IAQ is stated or implied in most Canadian building codes as design and operation criteria. For guidance, building codes and health and safety legislation in Canada usually refer to a version of the American Society of Heating, Refrigerating, and Air Conditioning Engineers (ASHRAE) Standard 62.1 Ventilation for Acceptable Indoor Air Quality.
Protecting the most vulnerable
The average person spends approximately 90 per cent of their time indoors, where the concentrations of some pollutants can be two to five times higher than outdoors. People who are often the most susceptible to poor IAQ tend to spend even more time inside, including those with compromised health and chronic illnesses, the elderly, and children.
Children need to breathe in more air than adults and, as a result, are absorbing more chemicals that can be harmful to their growing bodies, development, and ability to learn. Since most children spend most of their time inside schools and daycare facilities, these projects deserve extra attention when designing and specifying for air quality.

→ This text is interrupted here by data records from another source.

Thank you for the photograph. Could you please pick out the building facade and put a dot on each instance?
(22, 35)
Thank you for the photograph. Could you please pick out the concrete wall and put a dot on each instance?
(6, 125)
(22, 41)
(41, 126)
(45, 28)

IAQ in Canadian school systems “is inadequate and the consequences include significant health effects to the children, teachers, and staff who occupy the school buildings,” according to Management of Indoor Air Quality in Canadian Schools. This 1998 research paper by Karen Beaulieu, a master of environmental design graduate student at the University of Calgary, surveyed 293 Canadian school systems representing every province and territory, and conducted follow-up interviews with selected personnel.
While nearly every Canadian school has made improvements and investments in their buildings’ IAQ during the 25 years since Beaulieu’s research, her paper continues to provide insight and value. Among these, the paper highlighted building products and materials can be important sources of IAQ contaminants. Ceiling tiles are specifically listed among these potential sources.
Addressing the role that all building products and materials play in IAQ, Beaulieu recommended:
“When designing a new building and when undertaking renovations, designers should discuss their indoor air quality concerns with manufacturers and suppliers and select the lowest-emitting materials and processes available.”
She continues by noting a careful selection of materials will minimize the potential for contamination through the processes of:
∞ emission of chemicals from the materials.
∞ release of particles from the materials.
∞ growth of microbial contaminants on materials that sustain moisture.
∞ emission of chemicals from materials that have absorbed the chemicals from surrounding air.
∞ maintenance and refinishing requirements of materials requiring additional chemicals.
Beaulieu’s IAQ recommendations remain consistent with many of those shared in the WHO’s IAQ guidelines, in the 2003 Indoor Air Quality – Tools for Schools Action Kit for Canadian Schools by the Minister of Health, and with current (2021) IAQ information offered on the Canadian Centre of Occupational Health and Safety (CCOHS) website.
All three sources noted the benefit of selecting low-emitting building products for new and renovation projects. These resources also emphasized concern for managing moisture and preventing the growth of mould and the propagation of other microbial contaminants.